[Cluster-devel] [RFC dlm/next 10/15] fs: dlm: introduce reconnect work

Alexander Aring aahringo at redhat.com
Wed Jun 23 15:14:49 UTC 2021


This patch will add another work to close the sockets which we cannot do
inside the lowcomms_error_report() handler.

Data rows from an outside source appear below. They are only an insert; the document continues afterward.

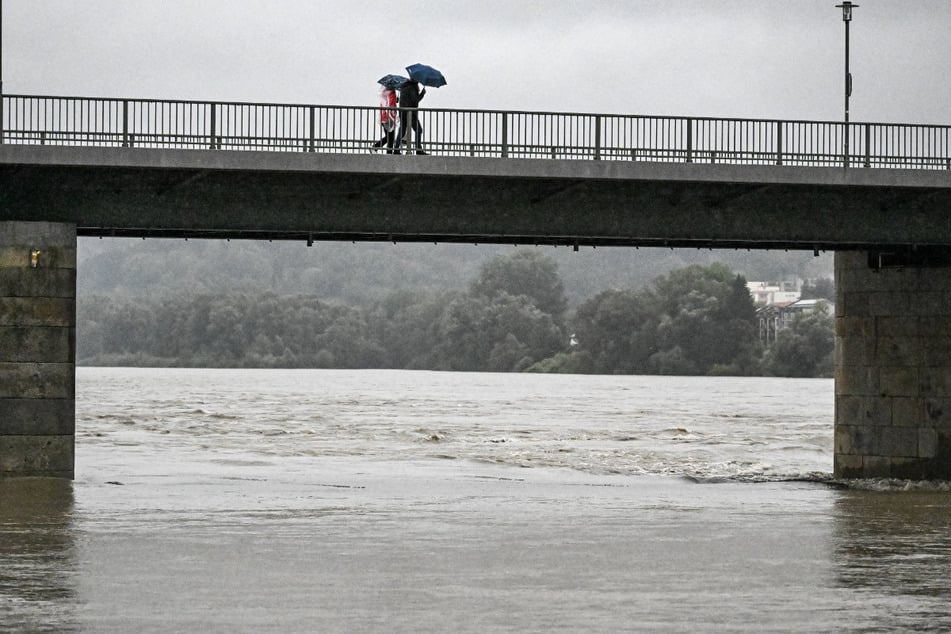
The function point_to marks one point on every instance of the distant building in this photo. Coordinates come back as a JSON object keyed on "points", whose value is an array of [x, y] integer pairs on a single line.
{"points": [[774, 317], [767, 293]]}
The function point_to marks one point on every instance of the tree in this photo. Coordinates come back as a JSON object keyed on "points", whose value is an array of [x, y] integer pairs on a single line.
{"points": [[524, 273], [615, 331], [707, 313], [805, 348]]}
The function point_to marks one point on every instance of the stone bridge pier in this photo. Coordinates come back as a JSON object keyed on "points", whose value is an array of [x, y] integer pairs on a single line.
{"points": [[893, 366], [37, 349]]}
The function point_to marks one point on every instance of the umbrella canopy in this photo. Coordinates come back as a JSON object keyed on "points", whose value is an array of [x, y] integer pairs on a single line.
{"points": [[426, 75], [392, 81]]}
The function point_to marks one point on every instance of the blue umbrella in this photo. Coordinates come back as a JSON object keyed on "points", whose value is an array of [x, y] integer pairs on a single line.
{"points": [[426, 75], [392, 81]]}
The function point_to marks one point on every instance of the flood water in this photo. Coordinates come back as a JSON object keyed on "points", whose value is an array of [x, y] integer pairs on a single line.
{"points": [[393, 501]]}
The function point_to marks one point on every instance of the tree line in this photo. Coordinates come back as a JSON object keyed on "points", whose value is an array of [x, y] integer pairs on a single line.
{"points": [[512, 316]]}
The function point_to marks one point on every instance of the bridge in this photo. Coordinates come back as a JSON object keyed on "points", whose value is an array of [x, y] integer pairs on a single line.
{"points": [[75, 166]]}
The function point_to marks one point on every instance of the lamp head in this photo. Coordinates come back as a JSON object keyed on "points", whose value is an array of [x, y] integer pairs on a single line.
{"points": [[847, 10]]}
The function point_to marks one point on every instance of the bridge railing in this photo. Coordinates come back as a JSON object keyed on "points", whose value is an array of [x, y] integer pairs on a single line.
{"points": [[109, 122]]}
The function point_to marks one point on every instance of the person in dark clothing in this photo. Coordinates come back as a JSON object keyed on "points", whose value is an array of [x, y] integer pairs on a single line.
{"points": [[410, 96]]}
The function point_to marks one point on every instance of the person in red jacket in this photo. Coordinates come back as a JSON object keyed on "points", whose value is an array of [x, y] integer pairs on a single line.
{"points": [[387, 120]]}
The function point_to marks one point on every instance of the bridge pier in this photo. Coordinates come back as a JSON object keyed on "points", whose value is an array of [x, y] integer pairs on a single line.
{"points": [[893, 369], [37, 349]]}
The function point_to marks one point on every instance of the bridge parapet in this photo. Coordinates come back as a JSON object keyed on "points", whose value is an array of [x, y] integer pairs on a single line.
{"points": [[116, 122]]}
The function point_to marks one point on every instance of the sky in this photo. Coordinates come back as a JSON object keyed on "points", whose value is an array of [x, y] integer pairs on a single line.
{"points": [[781, 59]]}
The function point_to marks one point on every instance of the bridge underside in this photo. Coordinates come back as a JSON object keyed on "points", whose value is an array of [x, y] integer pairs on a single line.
{"points": [[280, 196]]}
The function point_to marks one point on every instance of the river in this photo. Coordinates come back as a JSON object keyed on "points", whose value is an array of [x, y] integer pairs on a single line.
{"points": [[395, 501]]}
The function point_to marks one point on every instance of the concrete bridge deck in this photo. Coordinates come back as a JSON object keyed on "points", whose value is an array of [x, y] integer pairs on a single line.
{"points": [[318, 196]]}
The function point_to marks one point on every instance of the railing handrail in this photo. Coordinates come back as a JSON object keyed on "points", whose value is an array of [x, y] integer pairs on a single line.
{"points": [[560, 113]]}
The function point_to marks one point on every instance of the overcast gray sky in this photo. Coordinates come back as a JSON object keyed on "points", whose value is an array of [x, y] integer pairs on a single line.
{"points": [[742, 58]]}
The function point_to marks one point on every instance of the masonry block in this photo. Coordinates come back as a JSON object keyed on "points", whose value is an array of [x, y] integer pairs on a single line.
{"points": [[893, 371], [37, 349]]}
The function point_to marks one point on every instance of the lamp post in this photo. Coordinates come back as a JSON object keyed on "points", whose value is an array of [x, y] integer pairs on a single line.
{"points": [[847, 7]]}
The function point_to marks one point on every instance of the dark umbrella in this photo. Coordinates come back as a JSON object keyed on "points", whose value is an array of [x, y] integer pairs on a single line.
{"points": [[426, 75], [392, 81]]}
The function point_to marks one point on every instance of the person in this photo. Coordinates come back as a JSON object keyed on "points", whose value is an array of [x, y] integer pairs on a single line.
{"points": [[410, 96], [387, 120]]}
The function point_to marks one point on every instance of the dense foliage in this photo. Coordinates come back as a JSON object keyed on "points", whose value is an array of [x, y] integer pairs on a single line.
{"points": [[512, 316]]}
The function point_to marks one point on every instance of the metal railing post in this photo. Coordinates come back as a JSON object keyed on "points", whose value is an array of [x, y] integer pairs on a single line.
{"points": [[125, 123], [779, 143], [213, 122], [845, 147], [597, 138], [690, 140], [312, 141], [505, 135], [868, 145]]}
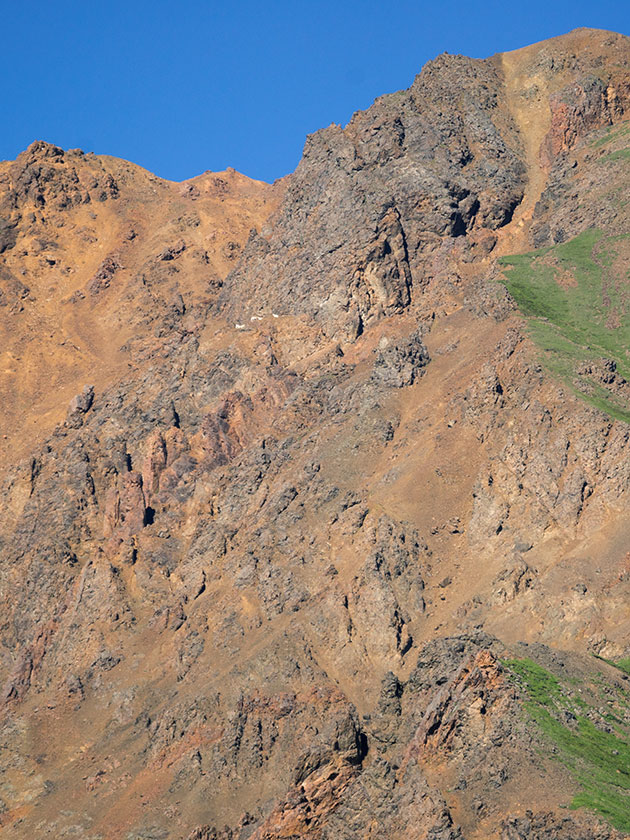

This patch will also close
the "othercon" sock if present.

Signed-off-by: Alexander Aring <aahringo at redhat.com>
---
 fs/dlm/lowcomms.c | 163 +++++++++++++++++++++++++---------------------
 1 file changed, 88 insertions(+), 75 deletions(-)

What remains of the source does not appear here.